No, that doesn't mean I'm going to write a ten-part series on the failings of this film (though, I could).  What I am going to do is explain how I would have recut and reshot portions of TOMORROWLAND so that it would make a better, more watchable movie.  I usually focus on how I would have rewritten the script, but this time, I'd have rewritten the entire thing from scratch, making it pretty much unrecognizable, compared to what Disney let reach the screen.  It really is that wrong-in-the-head.  After the spoiler alert, I will go into a short explanation of the thing biggest problems I had with the film and then I will get to how I'd retool the final cut.

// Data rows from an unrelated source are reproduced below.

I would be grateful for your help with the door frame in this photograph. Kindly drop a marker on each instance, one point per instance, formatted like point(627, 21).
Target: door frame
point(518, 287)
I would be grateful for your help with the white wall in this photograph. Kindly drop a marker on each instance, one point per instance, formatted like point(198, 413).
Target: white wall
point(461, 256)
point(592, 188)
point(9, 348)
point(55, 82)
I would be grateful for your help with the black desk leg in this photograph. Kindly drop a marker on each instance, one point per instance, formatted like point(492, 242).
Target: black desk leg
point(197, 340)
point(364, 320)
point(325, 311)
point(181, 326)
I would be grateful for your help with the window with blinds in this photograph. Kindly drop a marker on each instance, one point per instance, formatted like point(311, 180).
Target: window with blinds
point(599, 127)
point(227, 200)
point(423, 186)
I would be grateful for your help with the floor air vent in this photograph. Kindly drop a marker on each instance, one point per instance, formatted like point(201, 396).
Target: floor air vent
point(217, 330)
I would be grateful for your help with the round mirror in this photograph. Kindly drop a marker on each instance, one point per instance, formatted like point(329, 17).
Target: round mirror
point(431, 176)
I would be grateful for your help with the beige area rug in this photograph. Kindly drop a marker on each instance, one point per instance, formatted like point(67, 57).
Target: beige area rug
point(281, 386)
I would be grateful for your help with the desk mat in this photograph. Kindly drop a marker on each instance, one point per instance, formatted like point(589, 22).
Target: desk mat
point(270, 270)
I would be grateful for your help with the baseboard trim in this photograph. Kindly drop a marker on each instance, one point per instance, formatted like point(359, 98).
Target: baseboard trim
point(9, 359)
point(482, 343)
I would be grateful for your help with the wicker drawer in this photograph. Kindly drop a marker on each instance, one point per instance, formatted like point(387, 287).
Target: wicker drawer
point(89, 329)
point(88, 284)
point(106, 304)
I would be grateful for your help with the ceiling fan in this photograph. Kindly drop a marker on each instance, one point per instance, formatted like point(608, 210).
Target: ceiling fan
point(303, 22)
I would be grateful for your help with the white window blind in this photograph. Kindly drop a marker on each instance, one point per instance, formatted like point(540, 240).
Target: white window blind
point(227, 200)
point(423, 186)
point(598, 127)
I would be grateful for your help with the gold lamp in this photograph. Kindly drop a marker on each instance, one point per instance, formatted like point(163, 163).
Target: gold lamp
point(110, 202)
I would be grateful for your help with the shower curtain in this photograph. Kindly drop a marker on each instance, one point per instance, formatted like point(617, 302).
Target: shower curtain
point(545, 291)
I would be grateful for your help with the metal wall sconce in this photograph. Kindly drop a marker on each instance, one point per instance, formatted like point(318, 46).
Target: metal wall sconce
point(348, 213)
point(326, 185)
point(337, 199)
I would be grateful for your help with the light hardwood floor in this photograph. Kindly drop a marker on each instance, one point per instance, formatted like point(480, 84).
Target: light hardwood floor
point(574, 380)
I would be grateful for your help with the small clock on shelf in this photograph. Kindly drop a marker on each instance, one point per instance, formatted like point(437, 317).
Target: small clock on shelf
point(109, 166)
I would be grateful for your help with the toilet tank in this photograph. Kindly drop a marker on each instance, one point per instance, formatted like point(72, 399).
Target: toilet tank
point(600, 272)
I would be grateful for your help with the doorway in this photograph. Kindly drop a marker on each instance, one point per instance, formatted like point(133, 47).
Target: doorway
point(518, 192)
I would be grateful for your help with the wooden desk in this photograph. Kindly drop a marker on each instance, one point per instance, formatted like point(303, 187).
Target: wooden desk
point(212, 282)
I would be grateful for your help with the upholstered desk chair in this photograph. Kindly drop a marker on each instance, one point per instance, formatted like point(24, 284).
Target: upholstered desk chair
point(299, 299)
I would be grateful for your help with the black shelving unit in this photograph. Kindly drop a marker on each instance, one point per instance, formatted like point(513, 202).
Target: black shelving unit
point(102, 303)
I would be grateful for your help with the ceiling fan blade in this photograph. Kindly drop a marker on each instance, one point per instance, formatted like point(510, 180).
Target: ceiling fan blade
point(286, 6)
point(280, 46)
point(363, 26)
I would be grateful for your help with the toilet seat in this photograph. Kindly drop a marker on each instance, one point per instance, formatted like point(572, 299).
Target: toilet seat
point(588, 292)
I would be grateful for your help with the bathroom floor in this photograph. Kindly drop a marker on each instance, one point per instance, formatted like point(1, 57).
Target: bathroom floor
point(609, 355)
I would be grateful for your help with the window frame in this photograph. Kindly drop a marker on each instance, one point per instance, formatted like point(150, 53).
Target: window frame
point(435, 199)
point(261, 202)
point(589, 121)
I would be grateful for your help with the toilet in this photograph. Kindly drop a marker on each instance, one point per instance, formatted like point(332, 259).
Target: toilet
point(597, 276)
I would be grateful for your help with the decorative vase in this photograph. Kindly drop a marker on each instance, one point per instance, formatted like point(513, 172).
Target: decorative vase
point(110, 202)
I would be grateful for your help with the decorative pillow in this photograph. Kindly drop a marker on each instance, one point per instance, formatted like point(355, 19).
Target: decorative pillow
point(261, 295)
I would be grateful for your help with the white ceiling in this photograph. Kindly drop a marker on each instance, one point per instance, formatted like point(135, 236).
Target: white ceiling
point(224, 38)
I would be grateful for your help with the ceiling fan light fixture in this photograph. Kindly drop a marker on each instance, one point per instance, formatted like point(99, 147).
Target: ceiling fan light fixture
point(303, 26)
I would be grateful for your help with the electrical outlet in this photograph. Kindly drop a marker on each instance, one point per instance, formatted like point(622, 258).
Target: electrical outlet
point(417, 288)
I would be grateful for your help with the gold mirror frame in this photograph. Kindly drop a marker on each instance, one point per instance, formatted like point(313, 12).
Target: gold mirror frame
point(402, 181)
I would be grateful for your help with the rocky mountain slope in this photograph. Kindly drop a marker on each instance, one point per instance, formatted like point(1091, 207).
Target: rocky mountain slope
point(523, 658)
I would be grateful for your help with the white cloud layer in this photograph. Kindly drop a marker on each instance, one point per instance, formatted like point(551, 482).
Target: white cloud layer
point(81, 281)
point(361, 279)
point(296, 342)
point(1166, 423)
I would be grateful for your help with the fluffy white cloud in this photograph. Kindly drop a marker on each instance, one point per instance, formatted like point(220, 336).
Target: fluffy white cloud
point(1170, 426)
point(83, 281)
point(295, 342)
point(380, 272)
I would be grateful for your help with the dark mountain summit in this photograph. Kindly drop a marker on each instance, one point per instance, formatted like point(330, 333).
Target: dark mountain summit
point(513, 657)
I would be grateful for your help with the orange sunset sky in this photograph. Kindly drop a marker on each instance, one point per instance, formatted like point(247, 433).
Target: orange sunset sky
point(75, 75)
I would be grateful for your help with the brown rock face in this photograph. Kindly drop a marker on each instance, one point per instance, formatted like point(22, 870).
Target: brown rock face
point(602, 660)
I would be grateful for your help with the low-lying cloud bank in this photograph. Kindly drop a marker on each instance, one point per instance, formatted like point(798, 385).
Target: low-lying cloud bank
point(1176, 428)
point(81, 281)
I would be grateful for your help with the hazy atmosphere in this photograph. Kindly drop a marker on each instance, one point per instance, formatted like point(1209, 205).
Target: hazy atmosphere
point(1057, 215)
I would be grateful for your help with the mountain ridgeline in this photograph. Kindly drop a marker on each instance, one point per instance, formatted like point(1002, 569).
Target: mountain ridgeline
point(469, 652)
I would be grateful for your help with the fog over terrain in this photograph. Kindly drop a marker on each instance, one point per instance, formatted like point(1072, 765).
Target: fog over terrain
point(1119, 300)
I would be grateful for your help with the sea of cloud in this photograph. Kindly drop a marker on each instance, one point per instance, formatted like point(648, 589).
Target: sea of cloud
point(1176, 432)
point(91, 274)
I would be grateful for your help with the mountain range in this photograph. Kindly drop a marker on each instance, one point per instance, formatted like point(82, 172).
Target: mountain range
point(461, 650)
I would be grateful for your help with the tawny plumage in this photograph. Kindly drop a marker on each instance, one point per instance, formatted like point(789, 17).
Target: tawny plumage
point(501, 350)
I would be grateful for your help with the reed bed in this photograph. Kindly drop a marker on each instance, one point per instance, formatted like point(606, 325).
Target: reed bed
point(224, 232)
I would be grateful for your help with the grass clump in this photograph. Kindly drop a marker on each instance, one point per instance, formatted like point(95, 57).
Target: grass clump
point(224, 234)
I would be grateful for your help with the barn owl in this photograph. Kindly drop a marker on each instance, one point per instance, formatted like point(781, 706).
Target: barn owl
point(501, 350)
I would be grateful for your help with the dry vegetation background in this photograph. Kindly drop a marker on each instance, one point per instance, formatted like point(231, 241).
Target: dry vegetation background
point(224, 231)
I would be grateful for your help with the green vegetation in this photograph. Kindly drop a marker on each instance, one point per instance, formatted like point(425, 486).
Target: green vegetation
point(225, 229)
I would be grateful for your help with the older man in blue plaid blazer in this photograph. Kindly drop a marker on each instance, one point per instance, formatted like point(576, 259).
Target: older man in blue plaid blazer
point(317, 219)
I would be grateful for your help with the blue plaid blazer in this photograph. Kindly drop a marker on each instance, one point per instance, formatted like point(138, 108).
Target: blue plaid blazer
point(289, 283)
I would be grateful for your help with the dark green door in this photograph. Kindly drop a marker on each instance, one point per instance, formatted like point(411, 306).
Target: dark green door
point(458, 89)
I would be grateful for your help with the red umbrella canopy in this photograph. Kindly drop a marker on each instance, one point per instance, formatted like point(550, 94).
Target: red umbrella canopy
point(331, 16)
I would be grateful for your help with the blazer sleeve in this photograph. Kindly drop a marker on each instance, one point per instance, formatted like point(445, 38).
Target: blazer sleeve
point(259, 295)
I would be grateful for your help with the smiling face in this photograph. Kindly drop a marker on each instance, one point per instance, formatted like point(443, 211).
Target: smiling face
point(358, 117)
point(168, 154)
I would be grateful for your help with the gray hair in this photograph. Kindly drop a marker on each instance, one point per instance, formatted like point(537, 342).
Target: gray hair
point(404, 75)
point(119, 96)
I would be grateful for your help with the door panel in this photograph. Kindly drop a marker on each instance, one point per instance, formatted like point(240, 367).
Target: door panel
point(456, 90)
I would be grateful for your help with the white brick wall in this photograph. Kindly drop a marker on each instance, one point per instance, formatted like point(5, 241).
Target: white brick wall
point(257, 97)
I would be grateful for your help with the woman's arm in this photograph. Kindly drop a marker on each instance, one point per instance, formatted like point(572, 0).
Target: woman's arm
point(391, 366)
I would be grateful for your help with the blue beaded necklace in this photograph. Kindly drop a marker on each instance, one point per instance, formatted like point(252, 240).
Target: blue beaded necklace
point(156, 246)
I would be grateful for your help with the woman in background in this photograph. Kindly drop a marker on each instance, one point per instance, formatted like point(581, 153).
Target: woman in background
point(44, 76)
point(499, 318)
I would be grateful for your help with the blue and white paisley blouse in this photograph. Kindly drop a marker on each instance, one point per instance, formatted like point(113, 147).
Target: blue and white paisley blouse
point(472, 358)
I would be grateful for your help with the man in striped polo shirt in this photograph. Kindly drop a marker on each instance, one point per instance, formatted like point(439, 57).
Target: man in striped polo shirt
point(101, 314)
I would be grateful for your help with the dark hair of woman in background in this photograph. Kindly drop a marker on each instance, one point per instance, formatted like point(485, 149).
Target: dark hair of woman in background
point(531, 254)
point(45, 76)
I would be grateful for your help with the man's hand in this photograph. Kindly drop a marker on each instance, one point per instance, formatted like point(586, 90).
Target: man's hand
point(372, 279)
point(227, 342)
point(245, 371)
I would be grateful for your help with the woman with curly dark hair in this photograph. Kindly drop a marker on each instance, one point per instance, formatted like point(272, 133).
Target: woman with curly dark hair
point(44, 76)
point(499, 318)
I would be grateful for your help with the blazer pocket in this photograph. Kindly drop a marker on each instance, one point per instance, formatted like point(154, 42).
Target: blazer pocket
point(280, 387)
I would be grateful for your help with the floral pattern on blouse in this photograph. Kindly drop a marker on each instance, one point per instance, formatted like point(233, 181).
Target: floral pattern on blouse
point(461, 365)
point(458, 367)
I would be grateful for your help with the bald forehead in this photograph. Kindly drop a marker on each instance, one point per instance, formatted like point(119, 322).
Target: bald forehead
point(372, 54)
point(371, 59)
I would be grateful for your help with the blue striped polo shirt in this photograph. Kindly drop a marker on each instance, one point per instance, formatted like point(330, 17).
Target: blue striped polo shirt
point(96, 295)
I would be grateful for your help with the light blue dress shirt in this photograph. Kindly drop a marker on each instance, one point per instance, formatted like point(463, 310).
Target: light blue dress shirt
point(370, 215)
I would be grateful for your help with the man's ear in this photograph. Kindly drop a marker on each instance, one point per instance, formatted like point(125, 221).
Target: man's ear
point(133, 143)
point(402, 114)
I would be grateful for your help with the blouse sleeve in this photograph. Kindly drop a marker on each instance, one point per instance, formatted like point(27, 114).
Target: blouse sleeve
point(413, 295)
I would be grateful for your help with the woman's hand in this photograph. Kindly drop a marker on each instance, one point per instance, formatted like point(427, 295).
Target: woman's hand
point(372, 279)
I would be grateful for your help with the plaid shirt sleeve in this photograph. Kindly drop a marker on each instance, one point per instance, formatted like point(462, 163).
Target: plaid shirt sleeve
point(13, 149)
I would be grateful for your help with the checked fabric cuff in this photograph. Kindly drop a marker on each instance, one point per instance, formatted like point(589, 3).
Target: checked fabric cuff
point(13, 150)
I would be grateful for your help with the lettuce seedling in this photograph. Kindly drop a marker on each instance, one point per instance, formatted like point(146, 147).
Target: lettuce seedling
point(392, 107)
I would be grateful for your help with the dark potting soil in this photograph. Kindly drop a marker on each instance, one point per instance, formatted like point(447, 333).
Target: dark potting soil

SPOILER ALERT: YOU ARE ABOUT TO HAVE TOMORROWLAND RUINED FOR YOU (if you haven't already, by watching it)

OK, so, one of my biggest problems is...


So, they stunt-cast George Clooney in this part
because they thought it would help the movie
make more money.  That plan worked so well.
They should have just hired Bill Nighy, or
David Warner or Patrick Stewart or Ian McKellan
or even Lewis Black and, at least then, they'd
have had an actor who could really nail
"crotchety old guy."
...Clooney.  Why the hell does he get cast in things that were clearly meant for less attractive, more interesting actors?  I like Clooney, I think he's a good actor, but he's too good looking--too comfortable in his own skin to play some of the characters I've seen him play.  In GRAVITY, he's quipping about how handsome he is, but he IS handsome, so there's nothing ironic about his quips.  Who just randomly mentions they're handsome unless there's some point to it?  Like some kind of insecurity the guy is dealing with, or some irony he's pointing out.  In this film, Clooney's character should have been played by a crotchety old man.  If you imagine his lines coming out of Burgess Meredith's mouth, they make a helluva lot more sense.  He was just to suave and comfortable with everything. Even his most crotchety lines sounded more like inconveniences rather than real problems.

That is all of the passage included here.